Abstract: The indigenous peoples of North America are heirs to the shattering legacy of European colonization. These brutal histories of land dispossession, military conquest, forced settlement, religious repression, and coercive assimilation have robbed Native communities of their economies, lifeways, and sources of meaning and significance in the world. The predictable consequence has been an epidemic of “mental health” problems such as demoralization, substance abuse, violence, and suicide within these communities. One apparent solution would seem to be the initiation or expansion of mental health services to better reach Native clients. And yet, conventional mental health services such as counseling and psychotherapy depend on assumptions and aspirations that may not fit well with indigenous cultural sensibilities. For example, counseling practices draw on the presumed value for clients of introspective and expressive “self talk,” while tribal community norms may emphasize communicative caution outside of interactions with intimate kin, leading to marked reticence rather than candid disclosure. Moreover, given the sensitive history of colonization, such differences have the potential to further alienate indigenous community members from the very services and providers designated to help them. This presentation will review the implicit logics that structure mental health service delivery as well as key ethno-psychological commitments of many Native communities in an effort to re-imagine counseling services in a manner that truly centers indigenous perspectives.


Opportunity for psychology students to meet with Dr. Gone:

Tuesday September 25, 2018 from 4:00-5:00pm in COR B129

**Please share this information with your students**


Lecture open to the public (Poster Attached):

Tuesday September 25, 2018 from 7:00-9:00pm in the First People’s House, Ceremonial Hall

Title: “Re/Counting Coup: Communicating Indigenous Vitality in the Age of Historical Trauma”
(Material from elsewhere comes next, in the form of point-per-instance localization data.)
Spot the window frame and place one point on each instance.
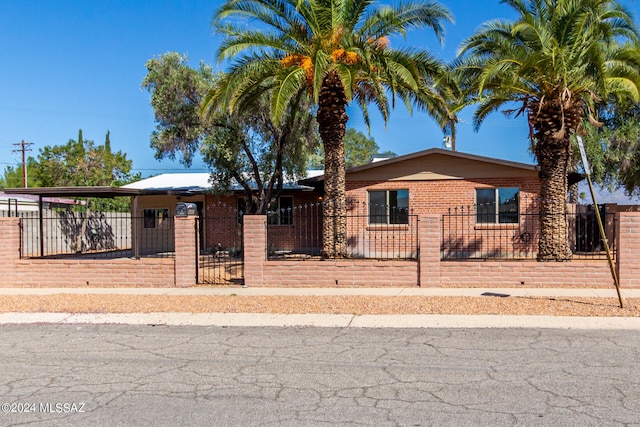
(398, 217)
(154, 217)
(496, 215)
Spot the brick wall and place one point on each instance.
(186, 243)
(628, 247)
(436, 197)
(430, 271)
(427, 271)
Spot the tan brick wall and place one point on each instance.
(255, 249)
(145, 272)
(628, 246)
(587, 274)
(340, 273)
(186, 252)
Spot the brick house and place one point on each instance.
(409, 195)
(382, 195)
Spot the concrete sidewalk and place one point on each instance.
(330, 320)
(308, 291)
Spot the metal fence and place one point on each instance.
(296, 232)
(467, 234)
(65, 233)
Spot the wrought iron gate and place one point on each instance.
(221, 259)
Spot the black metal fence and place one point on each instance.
(467, 233)
(373, 232)
(66, 233)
Abstract: Contemporary Indigenous peoples throughout the USA and Canada suffer from disproportionately high degrees of psychiatric distress. Mental health researchers and professionals, as well as Native community members, have consistently associated these disproportionate rates of distress with indigenous historical experiences of European and Euro-American colonization. This emphasis on the impact of colonization and associated historical consciousness within tribal communities has occasioned increasingly widespread professional consideration of “historical trauma” among indigenous peoples. In contrast to personal experiences of a traumatic nature, the discourse of historical trauma weds the concepts of “historical oppression” and “psychological trauma” to explain community-wide risk for adverse mental health outcomes originating from the depredations of past colonial subjugation through intergenerational transmission of vulnerability and risk. But is this discourse of historical trauma really the best way to describe, explain, and represent Indigenous responses to historical oppression and ongoing disadvantage? In this presentation, I describe various historical functions of Gros Ventre war narratives or coup tales, including their role in conveying or communicating life or vitality. Through comparative consideration of the “trauma narrative” and the “coup tale,” an alternative framework for cultivating Indigenous community resilience rather than vulnerability will be proposed on the basis of these fundamentally incompatible discursive practices.